We will run MD Simulation, with the script that can be downloaded here: www.mdtutorials.com/gmx/lysozyme/Files/md.mdp
This script contains "nsteps = 500000 ; 2 * 500000 = 1000 ps (1 ns)" which is used for 1ns
We will run the MD simulation using the command:
> gmx grompp -f md.mdp -c npt.gro -t npt.cpt -p topol.top -o md_0_1.tpr
Next, we need to execute the mdrun by using the command:
> gmx mdrun -deffnm md_0_1
BASIC MD ANALYSIS
We should now do the analysis after completing the simulation.
trjconv, is used as a post-processing tool to strip out coordinates, correct for periodicity, or manually alter the trajectory.
The protein will diffuse through the unit cell, and may appear "broken" or may "jump" across to the other side of the box. To fix this, we can use the command:
> gmx trjconv -s md_0_1.tpr -f md_0_1.xtc -o md_0_1_noPBC.xtc -pbc mol -center
The result will require us to choose a selection:
Select 1 ("Protein") as the group to be centered and 0 ("System") for output.

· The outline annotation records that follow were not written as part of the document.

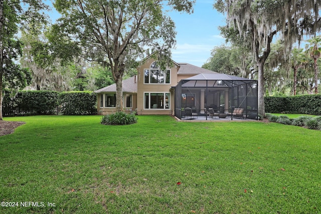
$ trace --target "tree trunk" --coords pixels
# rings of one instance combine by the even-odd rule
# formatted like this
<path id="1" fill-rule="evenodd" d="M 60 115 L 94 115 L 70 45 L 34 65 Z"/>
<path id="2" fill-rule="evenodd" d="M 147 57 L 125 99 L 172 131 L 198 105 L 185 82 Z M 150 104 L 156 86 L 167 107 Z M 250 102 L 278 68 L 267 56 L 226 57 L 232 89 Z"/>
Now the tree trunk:
<path id="1" fill-rule="evenodd" d="M 257 64 L 258 66 L 258 113 L 262 116 L 265 114 L 264 107 L 264 75 L 263 67 L 264 61 L 261 60 Z"/>
<path id="2" fill-rule="evenodd" d="M 316 94 L 318 93 L 317 91 L 317 64 L 316 64 L 316 59 L 314 59 L 314 94 Z"/>
<path id="3" fill-rule="evenodd" d="M 297 66 L 294 66 L 294 74 L 293 74 L 293 93 L 294 96 L 296 95 L 296 84 L 297 84 L 297 81 L 296 80 L 296 73 L 297 71 Z"/>
<path id="4" fill-rule="evenodd" d="M 1 63 L 2 64 L 2 63 Z M 3 120 L 3 117 L 2 117 L 2 101 L 3 100 L 3 91 L 2 91 L 2 77 L 3 77 L 3 71 L 2 71 L 3 70 L 3 68 L 2 67 L 2 66 L 1 66 L 1 70 L 2 71 L 0 71 L 0 120 Z"/>

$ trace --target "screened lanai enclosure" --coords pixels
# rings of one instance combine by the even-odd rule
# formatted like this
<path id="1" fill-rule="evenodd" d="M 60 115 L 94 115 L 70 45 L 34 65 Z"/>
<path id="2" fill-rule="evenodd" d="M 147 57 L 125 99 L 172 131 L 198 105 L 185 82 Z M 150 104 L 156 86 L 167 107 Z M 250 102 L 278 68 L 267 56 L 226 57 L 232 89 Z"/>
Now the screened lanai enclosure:
<path id="1" fill-rule="evenodd" d="M 181 119 L 188 116 L 258 119 L 256 80 L 225 74 L 200 74 L 181 80 L 175 91 L 175 116 Z M 192 115 L 187 111 L 190 108 Z"/>

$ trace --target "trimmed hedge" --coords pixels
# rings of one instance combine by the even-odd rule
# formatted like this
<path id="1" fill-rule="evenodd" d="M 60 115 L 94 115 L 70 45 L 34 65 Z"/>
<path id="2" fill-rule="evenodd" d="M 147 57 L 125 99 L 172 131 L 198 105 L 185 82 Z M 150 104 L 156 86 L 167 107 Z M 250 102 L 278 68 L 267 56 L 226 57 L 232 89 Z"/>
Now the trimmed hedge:
<path id="1" fill-rule="evenodd" d="M 97 113 L 96 94 L 92 92 L 20 91 L 13 98 L 9 91 L 5 93 L 4 116 L 50 115 L 58 113 L 60 107 L 63 114 L 69 115 Z"/>
<path id="2" fill-rule="evenodd" d="M 265 97 L 265 112 L 321 115 L 321 95 Z"/>
<path id="3" fill-rule="evenodd" d="M 59 92 L 50 91 L 20 91 L 14 98 L 6 91 L 3 100 L 3 115 L 53 114 L 58 105 Z"/>
<path id="4" fill-rule="evenodd" d="M 59 94 L 61 112 L 66 115 L 85 115 L 97 113 L 96 94 L 91 91 L 72 91 Z"/>

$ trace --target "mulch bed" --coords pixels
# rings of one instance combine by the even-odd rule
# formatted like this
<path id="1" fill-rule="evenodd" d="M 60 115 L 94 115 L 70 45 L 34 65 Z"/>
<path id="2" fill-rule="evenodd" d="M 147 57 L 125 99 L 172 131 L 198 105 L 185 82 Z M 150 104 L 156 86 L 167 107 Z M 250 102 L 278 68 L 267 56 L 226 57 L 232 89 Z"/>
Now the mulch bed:
<path id="1" fill-rule="evenodd" d="M 24 122 L 7 121 L 0 120 L 0 136 L 13 133 L 16 128 L 25 123 L 26 123 Z"/>

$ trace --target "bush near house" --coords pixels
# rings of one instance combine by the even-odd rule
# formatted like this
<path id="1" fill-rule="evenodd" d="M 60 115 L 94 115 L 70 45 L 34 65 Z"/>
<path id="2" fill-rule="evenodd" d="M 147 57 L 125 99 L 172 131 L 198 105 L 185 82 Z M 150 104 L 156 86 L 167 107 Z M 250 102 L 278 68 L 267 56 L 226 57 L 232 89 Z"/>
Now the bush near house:
<path id="1" fill-rule="evenodd" d="M 4 116 L 53 114 L 58 111 L 59 105 L 66 115 L 97 113 L 96 94 L 91 91 L 20 91 L 13 97 L 10 93 L 5 91 Z"/>
<path id="2" fill-rule="evenodd" d="M 265 112 L 321 115 L 321 95 L 265 97 Z"/>
<path id="3" fill-rule="evenodd" d="M 116 112 L 115 114 L 104 116 L 100 123 L 103 125 L 129 125 L 137 123 L 136 112 L 126 114 L 125 112 Z"/>
<path id="4" fill-rule="evenodd" d="M 92 91 L 71 91 L 59 94 L 61 112 L 66 115 L 85 115 L 97 113 L 96 94 Z"/>
<path id="5" fill-rule="evenodd" d="M 311 117 L 303 115 L 296 118 L 289 118 L 286 115 L 278 116 L 268 113 L 266 113 L 265 116 L 270 122 L 321 130 L 321 116 Z"/>
<path id="6" fill-rule="evenodd" d="M 20 91 L 13 98 L 5 91 L 3 101 L 4 116 L 53 114 L 58 105 L 59 92 Z"/>

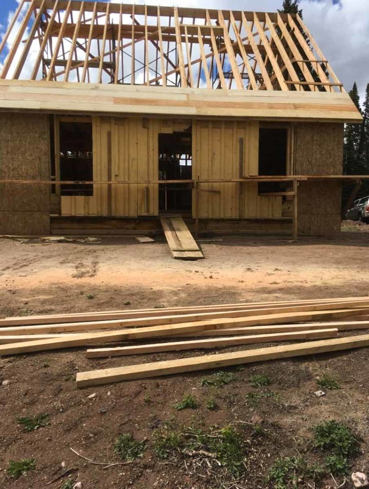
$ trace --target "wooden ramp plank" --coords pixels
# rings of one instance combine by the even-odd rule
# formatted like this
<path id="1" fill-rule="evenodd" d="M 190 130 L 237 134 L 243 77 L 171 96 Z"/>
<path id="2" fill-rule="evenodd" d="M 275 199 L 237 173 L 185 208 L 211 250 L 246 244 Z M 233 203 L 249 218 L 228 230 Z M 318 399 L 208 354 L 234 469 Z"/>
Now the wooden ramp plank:
<path id="1" fill-rule="evenodd" d="M 121 380 L 147 378 L 171 374 L 229 367 L 252 362 L 361 348 L 368 346 L 369 334 L 361 334 L 348 338 L 319 340 L 292 345 L 242 350 L 231 353 L 202 355 L 178 360 L 167 360 L 78 372 L 76 377 L 76 384 L 77 387 L 89 387 Z"/>
<path id="2" fill-rule="evenodd" d="M 231 346 L 234 345 L 246 345 L 255 343 L 268 343 L 269 341 L 289 341 L 295 339 L 308 338 L 332 338 L 338 335 L 337 328 L 326 330 L 305 330 L 300 332 L 278 333 L 272 334 L 251 334 L 236 337 L 225 337 L 214 339 L 193 340 L 187 341 L 171 341 L 149 345 L 115 347 L 113 348 L 94 348 L 88 350 L 86 356 L 89 358 L 105 356 L 121 356 L 124 355 L 143 355 L 145 353 L 157 353 L 161 352 L 179 352 L 183 350 L 196 350 L 198 348 L 214 348 Z"/>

We can also generate RMSD using the command:
> gmx rms -s md_0_1.tpr -f md_0_1_noPBC.xtc -o rmsd.xvg -tu ns
The result will require us to choose a selection:
Choose 4 ("Backbone") for both the least-squares fit and the group for RMSD calculation
If we wish to calculate RMSD relative to the crystal structure, we could do so by using the command:
> gmx rms -s em.tpr -f md_0_1_noPBC.xtc -o rmsd_xtal.xvg -tu ns
choose the same - 4 ("Backbone") for both the least-squares fit and the group )
When plotting together, the results will look like below;
Lastly, we can analyze the radius of gyration. The radius of gyration of a protein is a measure of its compactness.
We can analyze the radius of gyration using the command:
> gmx gyrate -s md_0_1.tpr -f md_0_1_noPBC.xtc -o gyrate.xvg
The result will require us to choose a selection:
Choose group 1 (Protein) for analysis.